Improving medication safety for home nursing clients: A prospective observational study of a novel clinical pharmacy service-The Visiting Pharmacist (ViP) study

C. Y. Lee, C. Beanland, D. Goeman, N. Petrie, B. Petrie, F. Vise, J. Gray, R. A. Elliott

Research output: Contribution to journalArticleResearchpeer-review

10 Citations (Scopus)


What is known and objective: Polypharmacy, medication errors and adverse events are common in older people receiving home nursing medication management support. Access to clinical pharmacists is limited. In Australia, few home nursing clients receive a general practitioner (GP)-initiated pharmacist-led Home Medicines Review, despite their eligibility and community nurses' (CN) efforts to facilitate this. An integrated home nursing clinical pharmacy service, in which CNs directly referred clients to a pharmacist, was therefore developed and piloted. The aim was to explore the number and type of medication-related problems (MRPs) and medication treatment authorization (medication order) discrepancies identified and addressed by clinical pharmacists. 

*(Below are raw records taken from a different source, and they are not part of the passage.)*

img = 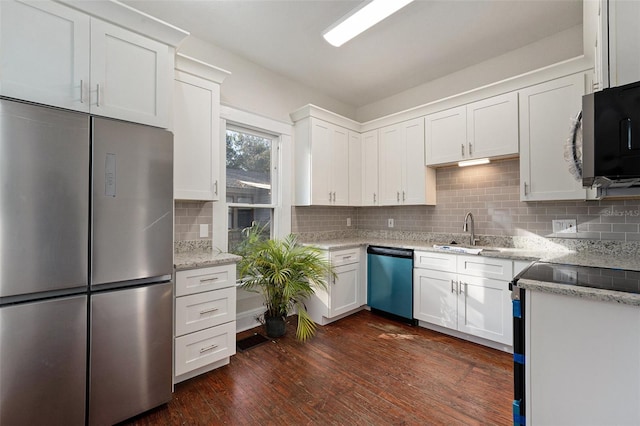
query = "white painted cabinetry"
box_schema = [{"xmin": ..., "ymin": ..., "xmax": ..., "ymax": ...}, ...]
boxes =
[
  {"xmin": 378, "ymin": 117, "xmax": 436, "ymax": 205},
  {"xmin": 413, "ymin": 251, "xmax": 513, "ymax": 346},
  {"xmin": 362, "ymin": 130, "xmax": 380, "ymax": 206},
  {"xmin": 173, "ymin": 54, "xmax": 229, "ymax": 201},
  {"xmin": 519, "ymin": 73, "xmax": 587, "ymax": 201},
  {"xmin": 0, "ymin": 0, "xmax": 186, "ymax": 127},
  {"xmin": 307, "ymin": 247, "xmax": 367, "ymax": 325},
  {"xmin": 295, "ymin": 117, "xmax": 350, "ymax": 206},
  {"xmin": 425, "ymin": 92, "xmax": 518, "ymax": 165},
  {"xmin": 174, "ymin": 263, "xmax": 236, "ymax": 383}
]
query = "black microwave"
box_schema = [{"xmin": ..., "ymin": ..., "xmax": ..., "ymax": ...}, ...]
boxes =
[{"xmin": 582, "ymin": 81, "xmax": 640, "ymax": 188}]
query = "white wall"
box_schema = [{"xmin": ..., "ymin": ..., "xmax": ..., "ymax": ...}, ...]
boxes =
[
  {"xmin": 178, "ymin": 36, "xmax": 356, "ymax": 122},
  {"xmin": 355, "ymin": 25, "xmax": 583, "ymax": 122}
]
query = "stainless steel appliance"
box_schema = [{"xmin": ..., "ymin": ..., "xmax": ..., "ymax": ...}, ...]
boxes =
[
  {"xmin": 582, "ymin": 82, "xmax": 640, "ymax": 191},
  {"xmin": 367, "ymin": 246, "xmax": 415, "ymax": 324},
  {"xmin": 0, "ymin": 99, "xmax": 173, "ymax": 425}
]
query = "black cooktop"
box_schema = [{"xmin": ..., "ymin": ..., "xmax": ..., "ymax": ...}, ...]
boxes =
[{"xmin": 514, "ymin": 262, "xmax": 640, "ymax": 294}]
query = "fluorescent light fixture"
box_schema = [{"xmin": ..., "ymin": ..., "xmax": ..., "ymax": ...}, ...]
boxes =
[
  {"xmin": 322, "ymin": 0, "xmax": 413, "ymax": 47},
  {"xmin": 458, "ymin": 158, "xmax": 489, "ymax": 167}
]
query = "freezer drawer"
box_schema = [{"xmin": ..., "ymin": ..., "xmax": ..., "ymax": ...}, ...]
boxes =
[
  {"xmin": 91, "ymin": 117, "xmax": 173, "ymax": 285},
  {"xmin": 0, "ymin": 99, "xmax": 89, "ymax": 298},
  {"xmin": 0, "ymin": 296, "xmax": 87, "ymax": 426},
  {"xmin": 89, "ymin": 282, "xmax": 173, "ymax": 425}
]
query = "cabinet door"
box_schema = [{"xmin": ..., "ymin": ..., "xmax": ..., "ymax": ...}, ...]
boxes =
[
  {"xmin": 378, "ymin": 124, "xmax": 404, "ymax": 206},
  {"xmin": 173, "ymin": 71, "xmax": 220, "ymax": 201},
  {"xmin": 466, "ymin": 92, "xmax": 518, "ymax": 158},
  {"xmin": 413, "ymin": 268, "xmax": 458, "ymax": 330},
  {"xmin": 327, "ymin": 126, "xmax": 350, "ymax": 206},
  {"xmin": 349, "ymin": 132, "xmax": 362, "ymax": 206},
  {"xmin": 329, "ymin": 263, "xmax": 362, "ymax": 317},
  {"xmin": 398, "ymin": 118, "xmax": 427, "ymax": 204},
  {"xmin": 458, "ymin": 275, "xmax": 513, "ymax": 345},
  {"xmin": 425, "ymin": 105, "xmax": 467, "ymax": 165},
  {"xmin": 519, "ymin": 74, "xmax": 586, "ymax": 201},
  {"xmin": 0, "ymin": 1, "xmax": 89, "ymax": 112},
  {"xmin": 311, "ymin": 119, "xmax": 333, "ymax": 206},
  {"xmin": 90, "ymin": 19, "xmax": 173, "ymax": 127},
  {"xmin": 362, "ymin": 130, "xmax": 379, "ymax": 206}
]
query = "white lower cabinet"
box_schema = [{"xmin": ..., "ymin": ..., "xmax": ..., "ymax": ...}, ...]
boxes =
[
  {"xmin": 307, "ymin": 247, "xmax": 367, "ymax": 325},
  {"xmin": 174, "ymin": 263, "xmax": 236, "ymax": 383},
  {"xmin": 413, "ymin": 251, "xmax": 513, "ymax": 346}
]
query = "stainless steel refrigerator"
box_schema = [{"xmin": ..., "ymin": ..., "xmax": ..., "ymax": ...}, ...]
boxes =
[{"xmin": 0, "ymin": 99, "xmax": 173, "ymax": 425}]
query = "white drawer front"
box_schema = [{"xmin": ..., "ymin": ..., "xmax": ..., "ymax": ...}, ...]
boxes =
[
  {"xmin": 458, "ymin": 256, "xmax": 513, "ymax": 281},
  {"xmin": 176, "ymin": 287, "xmax": 236, "ymax": 336},
  {"xmin": 413, "ymin": 251, "xmax": 457, "ymax": 272},
  {"xmin": 175, "ymin": 321, "xmax": 236, "ymax": 376},
  {"xmin": 330, "ymin": 247, "xmax": 360, "ymax": 266},
  {"xmin": 176, "ymin": 263, "xmax": 236, "ymax": 296}
]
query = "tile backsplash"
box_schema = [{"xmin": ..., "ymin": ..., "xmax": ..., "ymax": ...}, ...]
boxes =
[
  {"xmin": 292, "ymin": 159, "xmax": 640, "ymax": 242},
  {"xmin": 174, "ymin": 200, "xmax": 213, "ymax": 241}
]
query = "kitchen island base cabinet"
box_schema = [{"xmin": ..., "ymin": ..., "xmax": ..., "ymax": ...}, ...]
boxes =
[{"xmin": 525, "ymin": 290, "xmax": 640, "ymax": 425}]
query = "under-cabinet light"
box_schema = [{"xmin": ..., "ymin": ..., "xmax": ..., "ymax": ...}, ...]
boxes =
[
  {"xmin": 458, "ymin": 158, "xmax": 489, "ymax": 167},
  {"xmin": 322, "ymin": 0, "xmax": 413, "ymax": 47}
]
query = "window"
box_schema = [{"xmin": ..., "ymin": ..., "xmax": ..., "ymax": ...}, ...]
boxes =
[{"xmin": 226, "ymin": 126, "xmax": 278, "ymax": 252}]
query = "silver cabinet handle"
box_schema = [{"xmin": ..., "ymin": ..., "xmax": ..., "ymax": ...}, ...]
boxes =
[{"xmin": 200, "ymin": 345, "xmax": 218, "ymax": 353}]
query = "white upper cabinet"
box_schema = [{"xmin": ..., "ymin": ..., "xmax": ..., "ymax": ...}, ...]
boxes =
[
  {"xmin": 86, "ymin": 19, "xmax": 174, "ymax": 127},
  {"xmin": 425, "ymin": 92, "xmax": 518, "ymax": 165},
  {"xmin": 362, "ymin": 130, "xmax": 380, "ymax": 206},
  {"xmin": 0, "ymin": 0, "xmax": 90, "ymax": 112},
  {"xmin": 520, "ymin": 73, "xmax": 587, "ymax": 201},
  {"xmin": 0, "ymin": 0, "xmax": 186, "ymax": 127},
  {"xmin": 173, "ymin": 54, "xmax": 229, "ymax": 201},
  {"xmin": 295, "ymin": 117, "xmax": 350, "ymax": 206},
  {"xmin": 378, "ymin": 118, "xmax": 435, "ymax": 205}
]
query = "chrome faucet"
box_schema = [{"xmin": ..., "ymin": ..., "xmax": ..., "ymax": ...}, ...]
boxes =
[{"xmin": 462, "ymin": 212, "xmax": 478, "ymax": 246}]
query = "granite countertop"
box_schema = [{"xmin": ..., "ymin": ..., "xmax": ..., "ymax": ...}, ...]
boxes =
[
  {"xmin": 173, "ymin": 249, "xmax": 242, "ymax": 271},
  {"xmin": 307, "ymin": 238, "xmax": 640, "ymax": 306}
]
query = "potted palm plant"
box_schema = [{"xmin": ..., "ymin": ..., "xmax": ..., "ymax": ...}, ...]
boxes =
[{"xmin": 238, "ymin": 225, "xmax": 335, "ymax": 341}]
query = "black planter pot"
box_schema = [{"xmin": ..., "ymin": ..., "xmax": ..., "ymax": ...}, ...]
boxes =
[{"xmin": 264, "ymin": 315, "xmax": 287, "ymax": 337}]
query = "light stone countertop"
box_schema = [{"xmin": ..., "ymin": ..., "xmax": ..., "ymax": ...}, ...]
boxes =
[
  {"xmin": 173, "ymin": 249, "xmax": 242, "ymax": 271},
  {"xmin": 305, "ymin": 238, "xmax": 640, "ymax": 306}
]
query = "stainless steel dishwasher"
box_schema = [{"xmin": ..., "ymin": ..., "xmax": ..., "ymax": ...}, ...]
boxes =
[{"xmin": 367, "ymin": 246, "xmax": 416, "ymax": 324}]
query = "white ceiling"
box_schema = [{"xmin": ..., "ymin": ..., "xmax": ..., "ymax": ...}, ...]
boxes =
[{"xmin": 123, "ymin": 0, "xmax": 582, "ymax": 107}]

Methods: Two part-time clinical pharmacists were employed. They reviewed and reconciled clients' medications, educated clients/carers about their medicines, provided advice and support to CNs and worked with clients' GPs and other prescribers to optimize medication regimens and revise/update nurses' medication treatment authorizations. Evaluation involved review of clients' medicines data, including treatment authorizations and pharmacist medication review reports. 

Results and discussion: Eighty-four clients (median 86 years, 6 health conditions, 13 medications) were reviewed. The pharmacists identified 334 MRPs (median 4 per client) and 307 medication discrepancies in treatment authorizations (median 2 per client). The pharmacists made 282 recommendations to prescribers to address MRPs; 148 (52.5%) recommendations were acted on, resulting in 190 medication changes for 60 (71.4%) clients (median 2 per client). The pharmacists prepared, or assisted GPs to update, treatment authorizations for 68 (81%) clients. 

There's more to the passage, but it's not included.